Foxconn’s largest iPhone factory in Zhengzhou, China has been hit by worker protests including violent clashes, Bloomberg reported. Videos show hundreds of workers marching and confronting a manager, as well as several instances of violence. According to videos posted on Weibo and seen by Engadget Chinese, employees are upset with fewer benefits and longer waiting times for bonuses.
A clip shows workers shouting “Defend our rights! Defend our rights!” while confronting the police, while another shows a group of employees surrounding a manager in a conference room. In the latter, one person says “I’m really scared of this place, we could all be COVID positive”, while another adds “you’re sending us to death”.
Other videos show individuals in white suits attacking someone with sticks, and workers surrounding and shaking a busy police vehicle. In several clips, workers complained of never being sure of receiving meals and of inadequate COVID protections. News agencies, including Reuters have yet to verify the authenticity of some of the videos, however.
With COVID-19 outbreaks continuing, Foxconn implemented strict “closed-loop” quarantine rules, requiring staff to work and live on-site, isolated from the outside world. “It is now clear that closed-loop production at Foxconn only helps prevent the spread of COVID in the city, but does nothing (except make matters worse) for the factory workers” , said a Hong Kong advocacy group. Reuters. Thousands of workers may have fled the factory campus, other employees say, forcing Foxconn to offer bonuses and higher wages to retain staff.

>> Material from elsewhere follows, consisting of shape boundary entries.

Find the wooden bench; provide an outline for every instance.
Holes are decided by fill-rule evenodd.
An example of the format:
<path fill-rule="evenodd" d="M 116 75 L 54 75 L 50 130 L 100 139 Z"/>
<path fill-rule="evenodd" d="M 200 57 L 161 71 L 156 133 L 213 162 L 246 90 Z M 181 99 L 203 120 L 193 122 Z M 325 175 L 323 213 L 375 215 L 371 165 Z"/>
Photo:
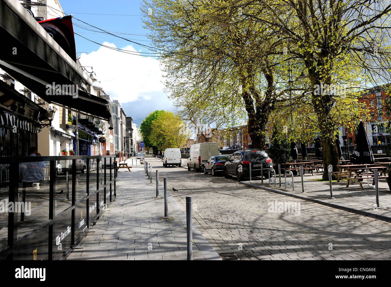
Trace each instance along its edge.
<path fill-rule="evenodd" d="M 117 171 L 118 171 L 118 170 L 120 169 L 127 169 L 127 170 L 130 171 L 130 169 L 132 167 L 127 166 L 127 163 L 118 163 L 117 167 Z"/>

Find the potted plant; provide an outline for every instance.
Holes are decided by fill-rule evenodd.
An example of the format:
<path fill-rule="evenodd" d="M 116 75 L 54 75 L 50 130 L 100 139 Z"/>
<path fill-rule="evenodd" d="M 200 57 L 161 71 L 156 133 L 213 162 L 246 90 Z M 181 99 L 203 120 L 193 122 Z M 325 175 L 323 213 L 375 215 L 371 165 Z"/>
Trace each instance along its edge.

Foxconn drastically cut iPhone production at the same factory last month due to COVID concerns, forcing Apple to announce that iPhone 14 Pro and iPhone 14 Pro Max shipments would be delayed. The company’s Zhengzhou factory is the world’s largest iPhone factory with 200,000 workers responsible for 70% of the devices’ production.
Update 11/23/2022 6:14 a.m. ET: The post originally said the protests were sparked by food shortages, but other documents later seen by the Chinese in Engadget suggest it was more related to other factors such as reduced benefits and longer wait times for bonuses. The post has been edited with the updated information.